How The Internet Has Changed Journalism

A reader writes:

This smallish site is devoted to the Tate/LaBianca killings. As a lawyer - I've long been interested in the Manson trial, and always suspected prosecutor Bugliosi cut a lot of corners. He placed far more blame on Manson than was warranted by the facts (it was really all about the girls and Tex). The "Helter Skelter" theory was always such transparent nonsense. But the subject is just too arcane to merit regular book treatment thru a mainstream publisher after all these years. So along comes this guy named "the Colonel" who has dedicated himself to meticulous journalism and blogging about the myths of the prosecution.
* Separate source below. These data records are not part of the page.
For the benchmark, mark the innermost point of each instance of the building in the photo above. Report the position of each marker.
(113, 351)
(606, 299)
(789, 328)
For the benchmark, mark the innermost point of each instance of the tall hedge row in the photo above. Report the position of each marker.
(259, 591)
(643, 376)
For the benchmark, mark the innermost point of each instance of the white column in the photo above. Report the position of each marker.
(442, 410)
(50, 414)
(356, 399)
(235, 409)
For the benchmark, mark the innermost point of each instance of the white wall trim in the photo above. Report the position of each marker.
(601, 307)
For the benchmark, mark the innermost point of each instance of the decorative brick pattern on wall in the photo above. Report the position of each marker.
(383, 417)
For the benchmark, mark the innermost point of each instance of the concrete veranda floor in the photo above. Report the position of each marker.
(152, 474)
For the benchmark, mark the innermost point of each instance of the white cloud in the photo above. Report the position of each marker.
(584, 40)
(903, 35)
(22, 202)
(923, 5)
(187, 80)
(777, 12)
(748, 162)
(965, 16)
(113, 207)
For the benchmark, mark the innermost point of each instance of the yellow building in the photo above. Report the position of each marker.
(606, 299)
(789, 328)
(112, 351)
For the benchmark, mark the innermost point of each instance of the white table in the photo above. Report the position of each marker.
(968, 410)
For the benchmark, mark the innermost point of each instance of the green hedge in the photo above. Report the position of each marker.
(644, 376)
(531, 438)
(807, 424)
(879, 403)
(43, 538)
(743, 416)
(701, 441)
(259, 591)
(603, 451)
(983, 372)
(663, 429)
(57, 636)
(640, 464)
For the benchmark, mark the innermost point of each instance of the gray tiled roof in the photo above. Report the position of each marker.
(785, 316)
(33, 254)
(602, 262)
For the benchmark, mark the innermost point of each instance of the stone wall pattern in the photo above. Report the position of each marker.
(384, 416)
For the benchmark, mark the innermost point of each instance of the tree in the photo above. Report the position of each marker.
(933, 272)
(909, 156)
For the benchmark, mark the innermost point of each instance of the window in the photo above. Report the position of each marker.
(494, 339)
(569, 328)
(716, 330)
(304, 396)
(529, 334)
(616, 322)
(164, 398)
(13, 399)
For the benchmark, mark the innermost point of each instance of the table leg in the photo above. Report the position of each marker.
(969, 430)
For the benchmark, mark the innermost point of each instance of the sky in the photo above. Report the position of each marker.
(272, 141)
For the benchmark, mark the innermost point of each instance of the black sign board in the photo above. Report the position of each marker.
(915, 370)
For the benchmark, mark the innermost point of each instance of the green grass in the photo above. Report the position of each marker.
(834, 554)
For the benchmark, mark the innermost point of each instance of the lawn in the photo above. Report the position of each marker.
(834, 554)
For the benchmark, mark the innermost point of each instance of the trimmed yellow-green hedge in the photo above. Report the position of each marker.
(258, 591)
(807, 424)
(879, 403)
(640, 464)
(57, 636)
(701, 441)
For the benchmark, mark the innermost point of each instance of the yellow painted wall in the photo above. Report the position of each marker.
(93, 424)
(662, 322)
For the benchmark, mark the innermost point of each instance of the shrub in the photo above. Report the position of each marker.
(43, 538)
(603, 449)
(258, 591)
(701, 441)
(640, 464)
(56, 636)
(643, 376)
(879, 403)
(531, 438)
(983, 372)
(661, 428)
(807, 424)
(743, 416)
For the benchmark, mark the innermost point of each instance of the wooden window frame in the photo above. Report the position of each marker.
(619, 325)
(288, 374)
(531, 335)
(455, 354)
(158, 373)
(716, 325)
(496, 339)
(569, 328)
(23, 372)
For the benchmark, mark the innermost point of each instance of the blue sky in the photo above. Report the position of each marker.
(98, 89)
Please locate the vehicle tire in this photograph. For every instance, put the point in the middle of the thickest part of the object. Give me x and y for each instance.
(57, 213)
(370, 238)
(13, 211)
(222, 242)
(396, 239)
He has uncovered a boat load of facts and fascinating arcana for those interested in the trial. He's not saying Mason was innocent. He's just saying other people in the Family played larger roles than Manson, and Manson was more of a follower trying to keep up with his eager beaver family of dedicated, fiercely independent criminals. If Bugliosi had not placed such misguided emphasis on Manson, perhaps Kasabian and 40+ family members would not have escaped so easily to spend the next several decades in a nationwide crime wave.  
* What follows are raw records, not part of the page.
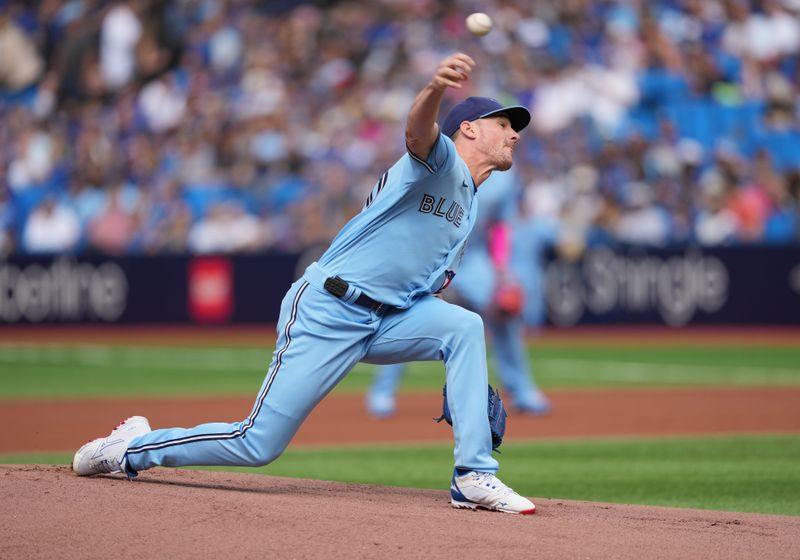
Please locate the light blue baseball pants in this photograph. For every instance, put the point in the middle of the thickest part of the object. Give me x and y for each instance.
(320, 339)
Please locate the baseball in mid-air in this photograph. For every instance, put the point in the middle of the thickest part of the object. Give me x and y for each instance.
(479, 24)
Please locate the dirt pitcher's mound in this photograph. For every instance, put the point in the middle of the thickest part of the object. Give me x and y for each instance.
(50, 513)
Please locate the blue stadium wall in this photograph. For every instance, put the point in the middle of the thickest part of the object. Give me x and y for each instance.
(739, 286)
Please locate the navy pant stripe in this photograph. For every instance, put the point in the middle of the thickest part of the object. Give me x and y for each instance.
(259, 402)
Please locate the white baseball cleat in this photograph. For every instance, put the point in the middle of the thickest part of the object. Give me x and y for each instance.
(380, 405)
(107, 455)
(483, 490)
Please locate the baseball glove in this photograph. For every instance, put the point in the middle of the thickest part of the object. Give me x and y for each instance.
(509, 299)
(496, 412)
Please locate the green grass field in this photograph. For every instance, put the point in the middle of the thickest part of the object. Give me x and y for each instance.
(736, 473)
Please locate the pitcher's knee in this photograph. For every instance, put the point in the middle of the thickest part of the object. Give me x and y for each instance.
(467, 327)
(264, 455)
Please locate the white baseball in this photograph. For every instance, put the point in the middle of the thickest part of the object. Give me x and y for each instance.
(479, 24)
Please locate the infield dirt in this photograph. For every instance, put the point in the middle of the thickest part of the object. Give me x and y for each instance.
(50, 513)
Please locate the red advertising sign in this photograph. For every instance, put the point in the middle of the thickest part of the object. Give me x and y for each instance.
(210, 289)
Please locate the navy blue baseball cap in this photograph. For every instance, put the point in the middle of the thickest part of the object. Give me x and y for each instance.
(474, 108)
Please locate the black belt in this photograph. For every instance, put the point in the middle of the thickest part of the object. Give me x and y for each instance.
(339, 287)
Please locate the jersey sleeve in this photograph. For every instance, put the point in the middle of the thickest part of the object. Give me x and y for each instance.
(441, 159)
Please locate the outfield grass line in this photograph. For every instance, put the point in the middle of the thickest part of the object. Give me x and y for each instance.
(645, 372)
(92, 355)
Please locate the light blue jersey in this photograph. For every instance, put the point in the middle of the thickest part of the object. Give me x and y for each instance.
(474, 287)
(407, 240)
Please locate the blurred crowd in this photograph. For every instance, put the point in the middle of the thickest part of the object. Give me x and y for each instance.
(152, 126)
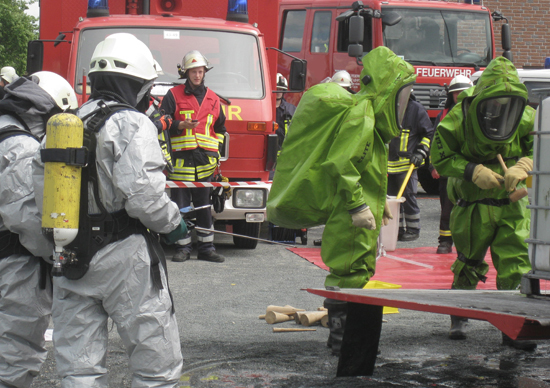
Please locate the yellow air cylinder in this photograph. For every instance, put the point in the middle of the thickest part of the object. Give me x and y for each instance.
(61, 204)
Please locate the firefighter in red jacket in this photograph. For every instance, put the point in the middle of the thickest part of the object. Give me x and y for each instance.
(196, 133)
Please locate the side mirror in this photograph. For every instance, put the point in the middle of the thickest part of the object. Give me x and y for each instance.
(297, 77)
(59, 39)
(506, 36)
(35, 56)
(355, 50)
(391, 18)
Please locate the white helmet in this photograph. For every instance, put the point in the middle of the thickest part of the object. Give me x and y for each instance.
(58, 88)
(125, 54)
(282, 83)
(342, 78)
(460, 82)
(8, 74)
(195, 59)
Prior to the Internet there was just no forum for this kind of detailed hard focus. The case lends itself to continual obsessive updating as new witnesses come forward after years of silence. Any hard copy book would be past its shelf life in a year.

In addition the Internet allows the author freedom for speculation, random musings, irreverent humor, taking on other bloggers, and occasional forays into unrelated topics. None of this would be tolerated by any mainstream publisher. 

Also the blogger is (I believe) gay, which leads to further interesting takes on the Manson family. For example I never knew one of the victims (Parent) and the only survivor (Garretson) were gay teenagers who had only recently come out. Garretson was living in the guest house as the on-site caretaker of the property for the owner who was also gay. Irrelevant perhaps, but interesting to followers of the case. 

What did we do before the Internet? The desire to drill down into multi-layered minutiae of small but important subjects was expanded a thousand times by the web. I really do believe its boosting our culture's collective IQ. And it makes it harder for the scoundrels, shysters, charlatans, and publicity whores of the world (like Bugliosi) to hide out.